Machine Learning models have recently grown exponentially in performance in this field. Specifically, Transformers models suppressed any other competitor for their superior performance, but this comes at a cost: complexity. The state of the art in this sector is the GTP-2 published by Open-AI with a whopping 1.5 Billion parameters, which is the worst nightmare for any GPU. This massive number of parameters makes these models an inscrutable black-box. If we want to use these models for real applications, we need to explain their decisions.

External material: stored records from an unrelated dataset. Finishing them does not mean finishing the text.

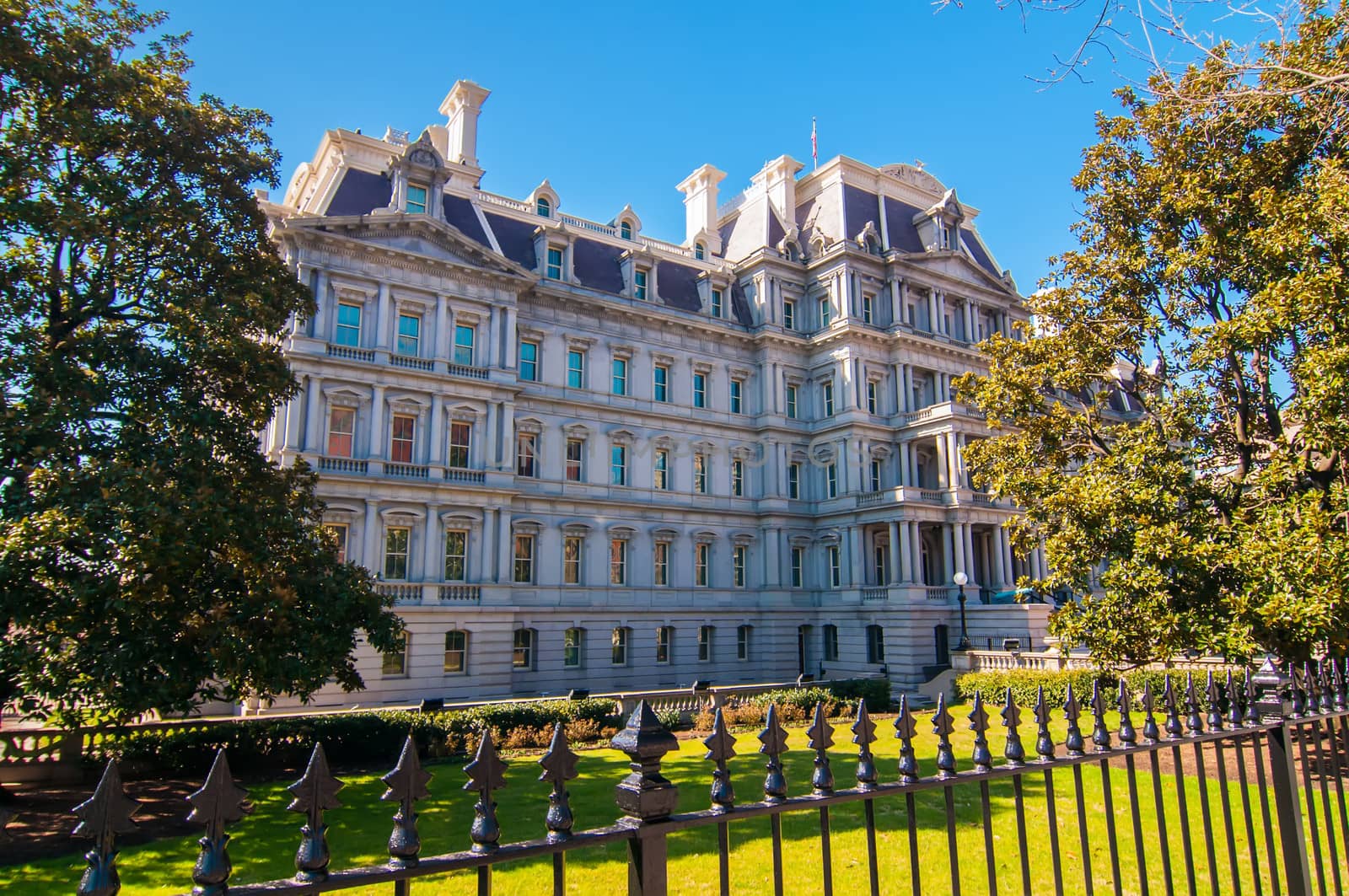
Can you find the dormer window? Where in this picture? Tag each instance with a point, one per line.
(416, 200)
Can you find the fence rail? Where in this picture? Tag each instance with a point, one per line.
(1294, 727)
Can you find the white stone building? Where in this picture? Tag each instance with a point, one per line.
(583, 458)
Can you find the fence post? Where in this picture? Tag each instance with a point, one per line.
(1275, 707)
(645, 797)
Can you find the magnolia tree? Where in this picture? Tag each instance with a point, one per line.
(1180, 410)
(150, 556)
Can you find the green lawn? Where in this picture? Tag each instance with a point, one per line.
(263, 844)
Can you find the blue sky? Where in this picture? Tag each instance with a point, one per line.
(617, 103)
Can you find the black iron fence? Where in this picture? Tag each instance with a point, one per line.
(1287, 734)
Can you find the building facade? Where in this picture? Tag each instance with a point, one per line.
(583, 458)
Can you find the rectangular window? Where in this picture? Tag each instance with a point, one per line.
(416, 200)
(617, 561)
(456, 554)
(341, 432)
(661, 563)
(529, 362)
(395, 662)
(465, 346)
(572, 550)
(401, 439)
(348, 325)
(456, 651)
(460, 439)
(577, 368)
(409, 335)
(573, 646)
(395, 552)
(874, 644)
(526, 455)
(660, 382)
(523, 649)
(524, 559)
(337, 532)
(660, 469)
(831, 642)
(575, 451)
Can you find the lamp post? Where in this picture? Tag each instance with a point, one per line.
(965, 630)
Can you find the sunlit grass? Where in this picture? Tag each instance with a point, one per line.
(263, 844)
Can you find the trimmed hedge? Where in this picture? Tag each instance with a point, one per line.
(1025, 684)
(351, 738)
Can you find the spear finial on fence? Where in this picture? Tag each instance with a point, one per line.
(863, 733)
(406, 784)
(822, 738)
(906, 727)
(1233, 700)
(1043, 740)
(645, 794)
(1193, 722)
(1074, 743)
(314, 792)
(980, 725)
(773, 743)
(1151, 733)
(559, 765)
(1013, 750)
(721, 748)
(1099, 733)
(486, 774)
(1214, 698)
(1173, 725)
(218, 803)
(1128, 736)
(105, 815)
(943, 727)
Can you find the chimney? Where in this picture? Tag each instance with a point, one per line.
(462, 107)
(699, 192)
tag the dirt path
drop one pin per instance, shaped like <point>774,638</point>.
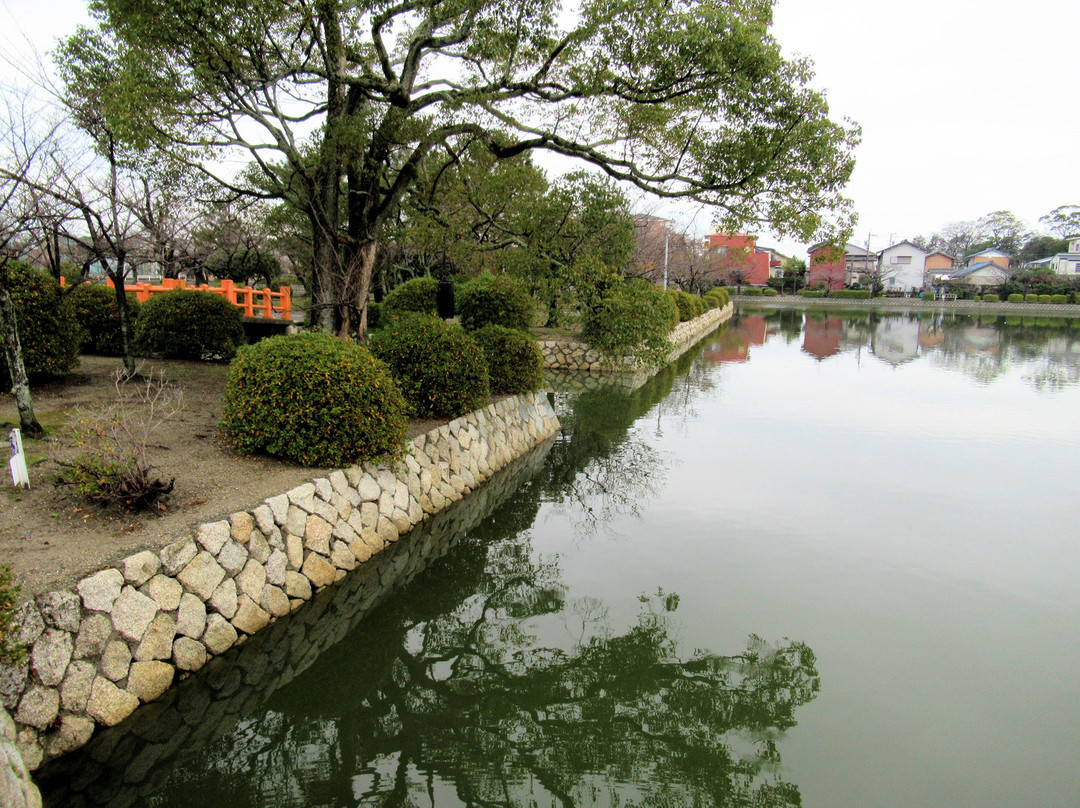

Fortunately, there are several solutions to transformers explanations. The most common is to produce a heatmap of the sentence which highlights which words have contributed the most to the sentiment prediction. The most relevant frameworks to create such a heatmap are LIME and INTGRAD. LIME is the oldest framework to produce insights on the model decisions. Still, it is slow and sometimes shaky. INTGRAD is an innovative model which uses path integral to produce the heatmap. These two techniques need to query the model several times to provide the explanations. For big models like transformers, this is not feasible.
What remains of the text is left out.